Let’s discuss the various benchmarks for the price of oil: West Texas Intermediate, Brent Crude Oil, and NYMEX. Help us understand the differences between these various yardsticks for crude oil's performance.
Sure.  The primary benchmark in the U.S. is WTI – West Texas Intermediate Crude – which trades – the physical trades out of Cushing, Oklahoma – and that’s the benchmark for the U.S.  It’s becoming even more of a global benchmark with the exports that have started this year.

The Brent contract out of the North Sea – or the Brent Physical out of the North Sea – is also been more of a global benchmark.  It’s been exposed to events in the Middle East…whereas WTI in the U.S. would be exposed to fundamentals in the U.S. We had a backlog at Cushing about 3 years ago.  There was a big price differential between WTI and Brent now that’s come back in.  But those are probably the two major benchmarks – typically when you see crude quoted it’s WTI U.S. unless it’s quoted in our press.  With Brent, it’s also quoted quite frequently and it’s quoted internationally quite a bit as well.

Of course there are other weights around the world: there’s Mexican Maya… there’s Canadian Crude…Dubai…Singapore…you name it…there’s grades everywhere.


Which contracts are USO connected to?
Yes.  USO trades the WTI contract, which is the U.S. benchmark.  Though pretty much when you’re looking at the newspaper – the top of the Wall Street Journal – here’s what the oil prices are doing, here’s where it’s trading… USO is tracking that benchmark.


Any reason why people sometimes overlook commodities?
I think people are scared of commodities just because of stories they’ve heard in the past.  It’s an esoteric asset class; people don’t always know that much about it, even though they use commodities every day.  They know more about the companies they use. 

That’s why we have the tactical products if you want to trade those markets, and you do follow those markets.  And we’ve got the broad commodities basket if you’re just looking for an allocation.
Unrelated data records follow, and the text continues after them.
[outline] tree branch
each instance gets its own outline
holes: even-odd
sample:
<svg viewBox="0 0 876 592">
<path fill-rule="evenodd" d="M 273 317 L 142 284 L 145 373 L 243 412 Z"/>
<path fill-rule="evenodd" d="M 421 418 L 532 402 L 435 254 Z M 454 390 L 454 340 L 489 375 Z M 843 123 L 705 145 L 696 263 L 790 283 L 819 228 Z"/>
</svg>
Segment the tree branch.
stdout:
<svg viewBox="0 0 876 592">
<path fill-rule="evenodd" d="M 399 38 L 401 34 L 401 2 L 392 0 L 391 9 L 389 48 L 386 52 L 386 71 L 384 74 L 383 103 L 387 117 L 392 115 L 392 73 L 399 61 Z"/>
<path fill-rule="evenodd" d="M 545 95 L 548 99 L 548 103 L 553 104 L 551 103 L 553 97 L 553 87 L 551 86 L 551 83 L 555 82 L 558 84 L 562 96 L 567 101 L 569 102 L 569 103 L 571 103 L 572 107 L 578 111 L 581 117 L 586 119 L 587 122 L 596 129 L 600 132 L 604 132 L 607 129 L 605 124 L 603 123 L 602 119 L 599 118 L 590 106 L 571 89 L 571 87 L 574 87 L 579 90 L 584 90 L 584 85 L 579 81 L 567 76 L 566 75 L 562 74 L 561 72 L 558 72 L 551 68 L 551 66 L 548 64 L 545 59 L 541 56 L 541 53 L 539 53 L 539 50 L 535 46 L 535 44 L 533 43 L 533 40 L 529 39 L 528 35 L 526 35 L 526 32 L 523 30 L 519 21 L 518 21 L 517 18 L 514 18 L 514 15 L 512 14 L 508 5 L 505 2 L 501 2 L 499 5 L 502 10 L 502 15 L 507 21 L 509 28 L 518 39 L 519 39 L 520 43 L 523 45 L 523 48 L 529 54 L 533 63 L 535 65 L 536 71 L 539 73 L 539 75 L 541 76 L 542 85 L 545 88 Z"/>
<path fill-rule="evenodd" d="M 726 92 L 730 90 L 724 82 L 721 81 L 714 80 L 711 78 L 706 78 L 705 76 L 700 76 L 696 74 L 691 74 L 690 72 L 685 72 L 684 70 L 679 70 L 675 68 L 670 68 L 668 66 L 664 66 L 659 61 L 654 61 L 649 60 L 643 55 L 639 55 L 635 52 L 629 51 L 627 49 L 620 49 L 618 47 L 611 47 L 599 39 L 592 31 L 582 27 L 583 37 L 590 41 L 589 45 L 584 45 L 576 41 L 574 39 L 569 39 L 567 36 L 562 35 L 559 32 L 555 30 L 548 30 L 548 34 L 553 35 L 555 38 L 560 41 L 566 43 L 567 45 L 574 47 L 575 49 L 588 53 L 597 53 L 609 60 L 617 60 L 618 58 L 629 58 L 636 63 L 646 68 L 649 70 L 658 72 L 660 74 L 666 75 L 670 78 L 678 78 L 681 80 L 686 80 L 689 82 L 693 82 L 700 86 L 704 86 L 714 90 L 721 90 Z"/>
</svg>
You want the diversification of commodities but you’re not sure where you should be – we’ve got the broad basket to kind of represent the whole asset class.


Why have investors not used commodities in the past?
Historically it’s been hard to get into commodities.  Before commodities ETFs existed, before USO was launched, you had to open a futures account, you had to deal with margin, you had to deal with rolling your positions.  There were other ways to play commodities but they might not have had perfect exposure to the underlying commodity, like trading energy firms – things like that.

There were a lot of things available to institutional investors, but for the average investor, there’s really not an easy way to trade crude, or gold, or that kind of thing.  USO basically made it available to them.


How does it feel to celebrate this anniversary at the NYSE?
It feels great.  It was an honor to be up on the podium, and just to be on the floor, you can really feel the energy, and we brought the whole team out – as many people as we could – just to stand up there with us, and celebrate as our team this great 10 year anniversary.


What are some of the changes in the investment landscape that you’ve observed in the last decade?
Definitely the explosion of ETFs, or alternative ETFs.  When we launched USO, I believe we were about the 350th ETF out there and we were the 3rd commodity ETF.  Since then there’s over 2,000 ETFs.  There’s just been an explosion of that – it’s been great for the investor to have so many choices and access to low cost funds that trade different asset classes and give you access to things that weren’t there for the investor before.  So it’s really opened up the world of investing way more than it was 10 years ago.